Photographer: Ben ter Mull.

Architect

Palmbout UrbanLandscapes

Type of Area

Sea
Ocean

Land/water interaction

Artificial island

Built Environment Types

Moderately built
Moderate green

Scale of Impact

District/ neighbourhood
City

Intervention Scale (Spatial)

Large size

Project Types

Housing development
Urban design
Infrastructure regeneration

Climate

Warm temperate
Fully humid

Urban/ Rural
Inner urban area

Life by the river.

The district of Ijburg is located on artificially constructed islands in IJmeer lake on the eastern side of Amsterdam, it is the largest new development in the Amsterdam Metropolitan Area. Ijburg’s current population is 20,000, but it is planned to be 45,000 when complete. 

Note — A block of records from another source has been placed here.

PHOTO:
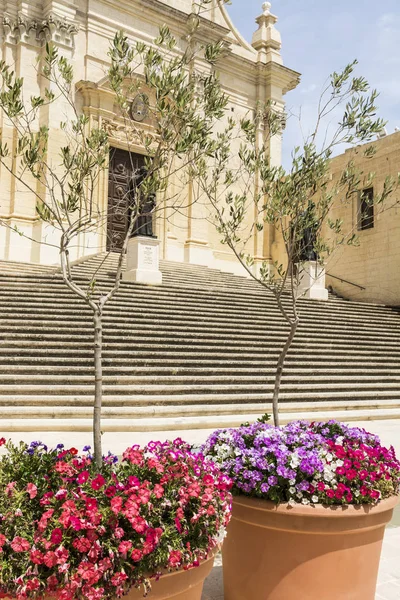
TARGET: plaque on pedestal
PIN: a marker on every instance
(143, 260)
(311, 281)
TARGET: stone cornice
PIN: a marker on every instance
(279, 75)
(37, 32)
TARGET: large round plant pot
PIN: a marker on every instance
(278, 552)
(178, 585)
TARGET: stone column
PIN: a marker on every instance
(273, 81)
(143, 260)
(311, 280)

The district has a rectangular grid pattern of urban blocks streets, strips of water and green space. On one of the islands, the development is self-build without any appointed architect and thus has a rich variety of architecture that does not look out of place with the whole. The district’s planning is based on the ‘collage city’ concept where each of the eight neighbourhoods has its own identity and its own visual character of living close to water. 

The water is enjoyed as a public, as well as a private entity by the dwelling units, and has therefore become a desirable place to live with a modern vibe and easy access to water sports. The development also includes a cafe with a terrace that overlooks the water. 

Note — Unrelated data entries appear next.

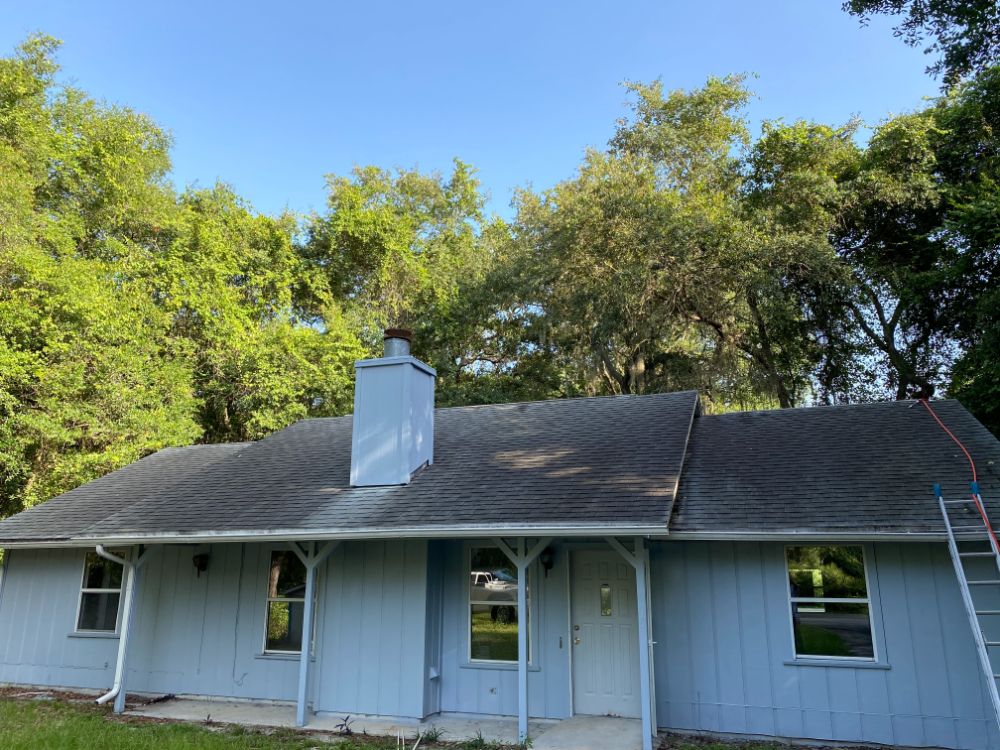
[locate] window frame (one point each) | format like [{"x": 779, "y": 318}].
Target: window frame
[
  {"x": 868, "y": 601},
  {"x": 265, "y": 651},
  {"x": 77, "y": 630},
  {"x": 497, "y": 663}
]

The rear façades of the houses face the water body, ensuring that those residing in the houses have a close connection to it. This closeness to the water provides better health and well-being benefits from viewing the water every day. The site provides housing that is environmentally efficient and well connected with each other. Wooden boardwalks, bridges and balconies with concrete embankments both connect the housing and provides a sense of closeness to the water. As the site does not vary  in level much, it is fully accessible  to those in wheelchairs and those using pushchairs. Jetties also provide access to the water for swimming and boating.

Visibility and Openness

Partly enclosed
Partly contained

Perception and Meaning

Place identity
Sense of place
Legibility
Genius loci

Health and Wellbeing

Restorativeness
Place affordance
Better environmental perception

Overall this site rates as excellent in many categories. Cultural heritage is low but this is understandable as a new build site. The bridges, pedestrian crossings, boardwalks and parks in the district improve the accessibility in the site. In addition, as differences in levels do not vary much then the site is also accessible to wheelchair and pushchair users. 

The natural areas are well integrated into the design along with access to and from the water, thus enhancing the health and well-being benefits that the area generates. Increased shade and wind protection however is low and could be improved with well-placed trees and bushes.